IntroRL Overview

The goal of IntroRL is to generalize the ideas put forth in the textbook “Reinforcement Learning An Introduction” and to provide a framework for easily applying them to any arbitrary problem.

Models

There are two basic types of models in IntroRL:

1) Finite Markov Decision Processes, MDPs (distribution models)
2) Simulations (sample models)

Each of them can be deterministic or stochastic.

The MDP models are distribution models because they produce a description of all possibilities and their probabilities. The Simulation models are sample models because they produce just one of the possibilities sampled in accordance with the probabilities.

Chapter 8 goes into much more detail of the nature of distribution and sample models.

1) MDPs

MDPs are defined in chapter 3 of the textbook, however, the simple definition is that they are models that fully define all states, actions, rewards and transition probabilities for an environment.

Sample MDP

This section will display the code required to build a simple MDP. The small gridworld below has the actions Up, Down, Left and Right. All of those legal actions are defined as shown in the equiprobable policy below.

This section displays the code required to create the MDP that can then be used in any of the solution approaches from the textbook, Dynamic Programming, Monte Carlo, Temporal Difference, etc.

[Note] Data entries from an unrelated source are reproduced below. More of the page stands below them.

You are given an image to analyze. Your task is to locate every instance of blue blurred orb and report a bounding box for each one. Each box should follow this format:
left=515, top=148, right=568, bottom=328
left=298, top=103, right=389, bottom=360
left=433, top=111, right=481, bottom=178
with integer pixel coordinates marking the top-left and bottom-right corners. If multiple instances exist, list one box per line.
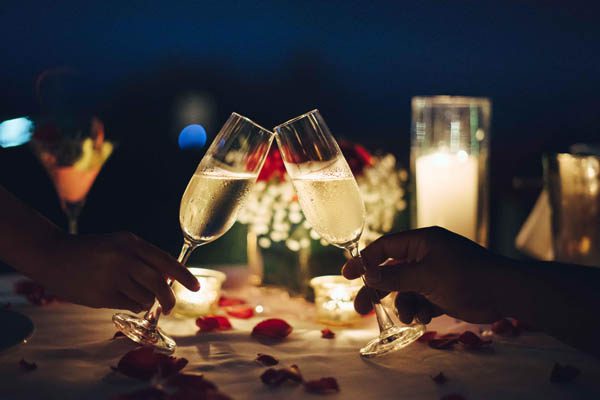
left=178, top=124, right=206, bottom=150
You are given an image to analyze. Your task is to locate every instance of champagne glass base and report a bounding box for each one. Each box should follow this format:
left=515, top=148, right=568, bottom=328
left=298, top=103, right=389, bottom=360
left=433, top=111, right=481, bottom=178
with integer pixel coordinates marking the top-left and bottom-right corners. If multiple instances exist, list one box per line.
left=113, top=313, right=177, bottom=354
left=360, top=325, right=425, bottom=358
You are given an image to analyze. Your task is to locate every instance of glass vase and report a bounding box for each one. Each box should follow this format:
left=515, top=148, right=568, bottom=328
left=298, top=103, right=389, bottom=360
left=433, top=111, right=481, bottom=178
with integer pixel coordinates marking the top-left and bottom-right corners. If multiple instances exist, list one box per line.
left=411, top=96, right=491, bottom=246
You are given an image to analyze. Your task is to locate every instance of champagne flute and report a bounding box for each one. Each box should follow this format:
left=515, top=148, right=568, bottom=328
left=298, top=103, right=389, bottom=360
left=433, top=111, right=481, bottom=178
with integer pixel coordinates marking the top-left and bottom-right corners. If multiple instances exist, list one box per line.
left=275, top=110, right=425, bottom=357
left=113, top=113, right=274, bottom=353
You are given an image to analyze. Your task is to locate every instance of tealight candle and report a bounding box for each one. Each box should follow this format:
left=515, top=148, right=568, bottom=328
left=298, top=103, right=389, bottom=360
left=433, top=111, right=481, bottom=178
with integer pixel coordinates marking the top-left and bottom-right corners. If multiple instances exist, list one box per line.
left=310, top=275, right=362, bottom=325
left=173, top=268, right=226, bottom=317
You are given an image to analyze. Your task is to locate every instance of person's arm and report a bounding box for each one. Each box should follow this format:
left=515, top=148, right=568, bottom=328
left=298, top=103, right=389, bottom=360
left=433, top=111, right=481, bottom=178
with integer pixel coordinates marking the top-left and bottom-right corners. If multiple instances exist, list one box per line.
left=342, top=227, right=600, bottom=356
left=0, top=186, right=200, bottom=312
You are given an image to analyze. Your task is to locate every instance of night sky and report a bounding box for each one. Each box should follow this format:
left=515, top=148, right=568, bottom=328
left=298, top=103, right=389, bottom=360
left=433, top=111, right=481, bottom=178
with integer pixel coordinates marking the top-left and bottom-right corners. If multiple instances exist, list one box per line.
left=0, top=0, right=600, bottom=268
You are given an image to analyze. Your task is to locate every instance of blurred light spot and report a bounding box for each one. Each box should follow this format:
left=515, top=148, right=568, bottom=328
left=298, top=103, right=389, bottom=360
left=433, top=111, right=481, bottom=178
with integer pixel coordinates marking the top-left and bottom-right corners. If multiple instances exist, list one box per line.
left=178, top=124, right=206, bottom=149
left=456, top=150, right=469, bottom=162
left=475, top=128, right=485, bottom=142
left=0, top=117, right=33, bottom=147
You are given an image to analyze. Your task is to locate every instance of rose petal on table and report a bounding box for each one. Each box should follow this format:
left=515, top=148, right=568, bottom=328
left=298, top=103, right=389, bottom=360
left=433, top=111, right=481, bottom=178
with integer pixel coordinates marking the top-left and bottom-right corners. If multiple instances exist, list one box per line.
left=14, top=279, right=60, bottom=306
left=458, top=331, right=492, bottom=350
left=112, top=387, right=167, bottom=400
left=321, top=328, right=335, bottom=339
left=256, top=353, right=279, bottom=367
left=110, top=331, right=127, bottom=340
left=417, top=331, right=437, bottom=343
left=550, top=363, right=581, bottom=383
left=19, top=358, right=37, bottom=372
left=252, top=318, right=292, bottom=339
left=219, top=296, right=246, bottom=307
left=440, top=393, right=467, bottom=400
left=225, top=304, right=254, bottom=319
left=115, top=347, right=188, bottom=380
left=260, top=365, right=303, bottom=386
left=431, top=372, right=448, bottom=385
left=196, top=315, right=233, bottom=332
left=304, top=376, right=340, bottom=394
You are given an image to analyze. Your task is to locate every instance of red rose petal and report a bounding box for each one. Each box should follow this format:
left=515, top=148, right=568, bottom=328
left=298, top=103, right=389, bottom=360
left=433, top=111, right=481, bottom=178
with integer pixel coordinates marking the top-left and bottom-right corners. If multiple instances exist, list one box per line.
left=439, top=333, right=460, bottom=340
left=14, top=279, right=60, bottom=306
left=417, top=331, right=437, bottom=343
left=431, top=372, right=448, bottom=385
left=458, top=331, right=492, bottom=350
left=321, top=328, right=335, bottom=339
left=256, top=353, right=279, bottom=367
left=196, top=315, right=232, bottom=332
left=440, top=393, right=467, bottom=400
left=225, top=305, right=254, bottom=319
left=252, top=318, right=292, bottom=339
left=19, top=358, right=37, bottom=372
left=219, top=296, right=246, bottom=307
left=550, top=363, right=581, bottom=383
left=304, top=377, right=340, bottom=394
left=260, top=365, right=304, bottom=386
left=427, top=338, right=458, bottom=350
left=116, top=347, right=188, bottom=380
left=111, top=331, right=126, bottom=340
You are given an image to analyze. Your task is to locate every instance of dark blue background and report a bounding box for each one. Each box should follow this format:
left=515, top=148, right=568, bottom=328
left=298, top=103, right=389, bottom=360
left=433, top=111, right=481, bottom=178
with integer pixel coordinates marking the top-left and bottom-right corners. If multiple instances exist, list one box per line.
left=0, top=0, right=600, bottom=266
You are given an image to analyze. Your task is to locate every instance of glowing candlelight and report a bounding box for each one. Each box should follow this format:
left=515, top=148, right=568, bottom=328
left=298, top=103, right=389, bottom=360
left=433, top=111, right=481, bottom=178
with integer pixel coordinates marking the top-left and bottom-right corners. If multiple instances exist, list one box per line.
left=310, top=275, right=362, bottom=325
left=173, top=268, right=226, bottom=317
left=416, top=150, right=478, bottom=240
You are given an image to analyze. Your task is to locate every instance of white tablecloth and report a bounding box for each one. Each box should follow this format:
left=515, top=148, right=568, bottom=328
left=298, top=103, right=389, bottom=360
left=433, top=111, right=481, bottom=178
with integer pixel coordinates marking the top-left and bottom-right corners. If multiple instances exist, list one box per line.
left=0, top=277, right=600, bottom=400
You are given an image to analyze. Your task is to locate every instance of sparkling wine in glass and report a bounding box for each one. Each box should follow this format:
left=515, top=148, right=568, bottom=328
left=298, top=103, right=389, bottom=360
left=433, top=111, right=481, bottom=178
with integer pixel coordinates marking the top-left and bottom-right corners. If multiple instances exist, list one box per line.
left=113, top=113, right=274, bottom=353
left=275, top=110, right=425, bottom=357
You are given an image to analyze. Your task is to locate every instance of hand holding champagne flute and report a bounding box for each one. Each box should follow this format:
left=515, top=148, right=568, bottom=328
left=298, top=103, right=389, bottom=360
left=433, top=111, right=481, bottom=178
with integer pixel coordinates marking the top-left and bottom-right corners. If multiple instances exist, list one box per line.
left=113, top=113, right=274, bottom=353
left=275, top=110, right=425, bottom=357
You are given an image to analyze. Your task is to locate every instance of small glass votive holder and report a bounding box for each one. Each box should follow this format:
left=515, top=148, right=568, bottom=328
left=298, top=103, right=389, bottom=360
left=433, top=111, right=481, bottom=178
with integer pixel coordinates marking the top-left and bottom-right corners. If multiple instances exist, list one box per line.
left=310, top=275, right=362, bottom=326
left=173, top=268, right=226, bottom=317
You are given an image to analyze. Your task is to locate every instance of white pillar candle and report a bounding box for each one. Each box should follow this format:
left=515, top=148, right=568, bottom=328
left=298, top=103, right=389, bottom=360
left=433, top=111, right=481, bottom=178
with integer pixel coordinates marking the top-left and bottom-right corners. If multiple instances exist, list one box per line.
left=415, top=151, right=478, bottom=241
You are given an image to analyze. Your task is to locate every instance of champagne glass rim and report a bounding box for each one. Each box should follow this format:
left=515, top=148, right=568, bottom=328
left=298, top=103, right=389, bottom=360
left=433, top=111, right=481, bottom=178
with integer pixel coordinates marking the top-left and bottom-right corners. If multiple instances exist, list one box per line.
left=231, top=112, right=274, bottom=136
left=542, top=152, right=600, bottom=160
left=411, top=95, right=492, bottom=107
left=273, top=108, right=320, bottom=131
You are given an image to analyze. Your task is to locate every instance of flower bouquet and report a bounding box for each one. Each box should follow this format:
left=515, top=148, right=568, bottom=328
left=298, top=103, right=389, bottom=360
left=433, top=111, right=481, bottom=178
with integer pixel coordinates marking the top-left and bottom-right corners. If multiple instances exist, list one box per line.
left=238, top=141, right=408, bottom=294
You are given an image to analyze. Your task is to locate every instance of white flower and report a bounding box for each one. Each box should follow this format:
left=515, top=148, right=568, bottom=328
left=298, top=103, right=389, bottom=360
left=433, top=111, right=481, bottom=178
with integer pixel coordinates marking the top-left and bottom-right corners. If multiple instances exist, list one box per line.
left=238, top=154, right=408, bottom=251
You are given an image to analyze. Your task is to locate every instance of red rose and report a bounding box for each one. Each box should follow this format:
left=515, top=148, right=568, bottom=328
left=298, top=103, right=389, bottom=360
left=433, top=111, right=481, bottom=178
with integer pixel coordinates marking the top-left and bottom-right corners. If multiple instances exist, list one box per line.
left=258, top=145, right=285, bottom=181
left=339, top=140, right=373, bottom=176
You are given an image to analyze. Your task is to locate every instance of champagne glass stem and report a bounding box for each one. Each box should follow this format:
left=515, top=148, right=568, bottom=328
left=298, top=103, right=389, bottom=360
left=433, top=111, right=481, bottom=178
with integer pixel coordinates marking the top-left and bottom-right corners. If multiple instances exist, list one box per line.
left=144, top=239, right=196, bottom=327
left=348, top=243, right=395, bottom=332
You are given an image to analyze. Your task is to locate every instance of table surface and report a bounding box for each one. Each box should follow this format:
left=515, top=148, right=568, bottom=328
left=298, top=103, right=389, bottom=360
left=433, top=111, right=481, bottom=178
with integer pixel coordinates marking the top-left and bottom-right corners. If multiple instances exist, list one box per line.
left=0, top=270, right=600, bottom=400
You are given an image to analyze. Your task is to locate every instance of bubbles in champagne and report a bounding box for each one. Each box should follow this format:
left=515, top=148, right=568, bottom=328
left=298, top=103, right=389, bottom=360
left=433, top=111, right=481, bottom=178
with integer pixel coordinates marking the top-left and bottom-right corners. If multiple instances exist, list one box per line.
left=293, top=173, right=365, bottom=247
left=179, top=171, right=256, bottom=242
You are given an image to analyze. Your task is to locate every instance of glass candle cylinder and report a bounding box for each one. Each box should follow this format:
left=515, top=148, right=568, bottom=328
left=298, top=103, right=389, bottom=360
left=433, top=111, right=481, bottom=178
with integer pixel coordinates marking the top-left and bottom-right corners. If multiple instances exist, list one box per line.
left=544, top=153, right=600, bottom=267
left=173, top=268, right=226, bottom=317
left=411, top=96, right=491, bottom=246
left=310, top=275, right=362, bottom=325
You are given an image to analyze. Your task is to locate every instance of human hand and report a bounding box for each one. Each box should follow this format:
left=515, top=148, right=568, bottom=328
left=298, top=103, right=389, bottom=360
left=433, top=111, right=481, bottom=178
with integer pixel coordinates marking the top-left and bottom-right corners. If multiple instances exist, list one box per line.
left=37, top=232, right=200, bottom=313
left=342, top=227, right=510, bottom=324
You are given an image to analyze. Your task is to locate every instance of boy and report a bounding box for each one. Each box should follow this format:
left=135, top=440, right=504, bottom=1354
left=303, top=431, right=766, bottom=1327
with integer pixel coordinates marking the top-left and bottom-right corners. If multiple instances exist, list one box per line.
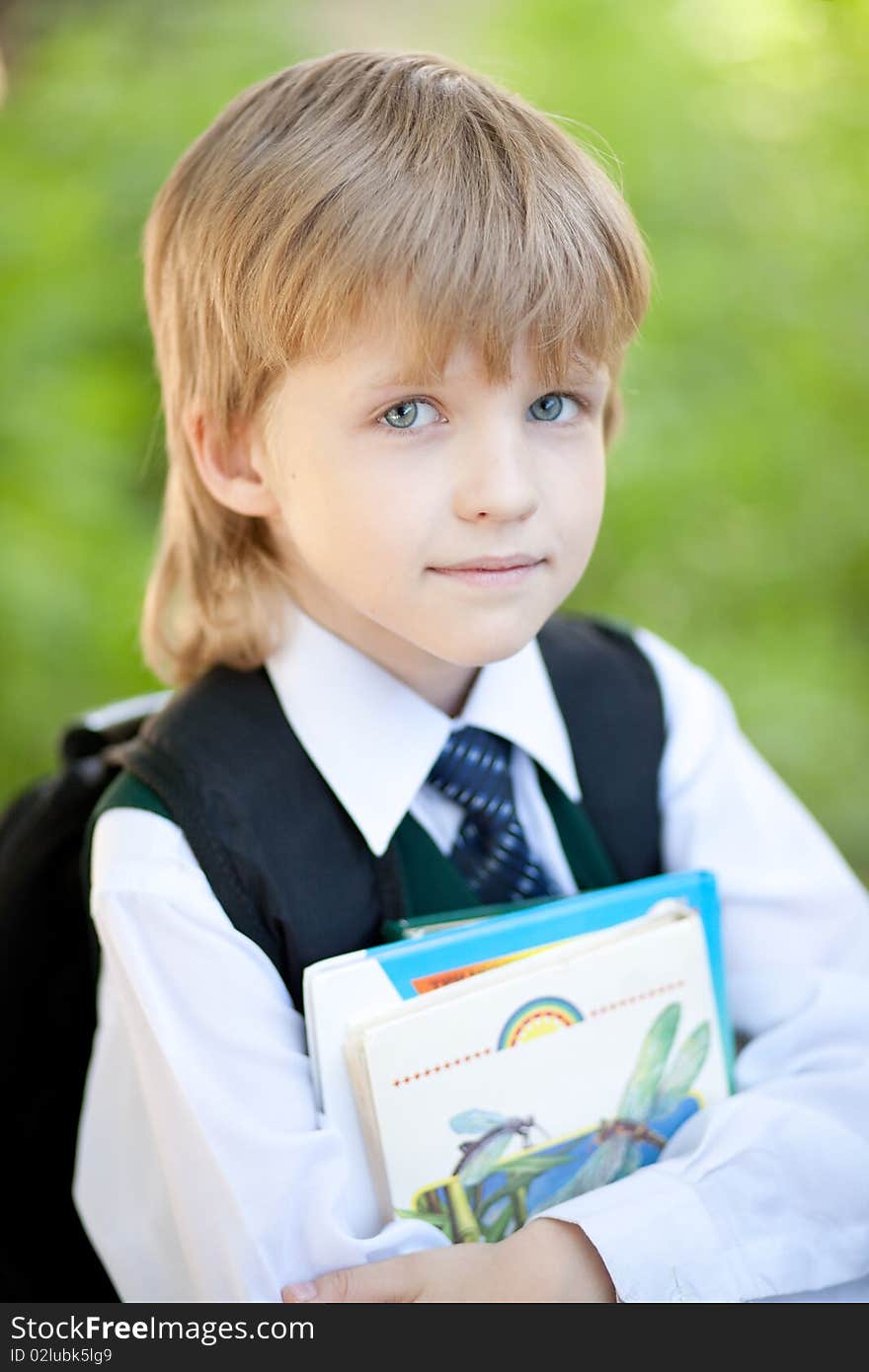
left=75, top=52, right=869, bottom=1301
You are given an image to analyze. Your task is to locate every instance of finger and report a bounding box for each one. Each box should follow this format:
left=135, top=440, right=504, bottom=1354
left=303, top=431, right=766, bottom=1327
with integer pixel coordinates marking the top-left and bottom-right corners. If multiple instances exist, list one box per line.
left=281, top=1258, right=419, bottom=1305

_images/sample_diagram.png _images/sample_gridworld_policy.png

Layout

The best place to start in building a model is the 2D layout that you want the output to display. This gridworld, for example, has a layout that can be described by the code below.

Each row of the layout is described by a list of state names. The python lists, row_1, row_2 and row_3, describe all the states in the 3x4 gridworld.

Each state name should be a hashable, immutable python constant. For the gridworld, there is a mixture of integer-tuples and string values.

Note that the quoted string '"Wall"', is a special non-state entry that simply annotates the gridworld.

For both console printed output and matplotlib graphical output, the rows and columns of the layout can be given labels as well as a full x_axis and y_axis labels.

# define layout to create output displays
row_1 = [ (0,0), (0,1),   (0,2), 'Goal' ]
row_2 = [ (1,0),'"Wall"', (1,2), 'Pit' ]
row_3 = [ 'Start', (2,1),   (2,2), (2,3) ]
s_hash_rowL=[row_1, row_2, row_3]

# add layout row and column markings (if any)
row_tickL=[ 0, 1, 2]
col_tickL=[ 0, 1, 2, 3]
x_axis_label='cols'
y_axis_label='rows'

Actions & Rewards

Once the states are defined, the actions and rewards for each state can be set. The code below uses dictionaries to define all the actions and rewards in the MDP.

These two dictionaries will be used in the main function get_gridworld to pass the action and reward information along to the environment.

For larger MDPs it is more likely to use code to calculate legal actions instead of defining them by hand as shown here.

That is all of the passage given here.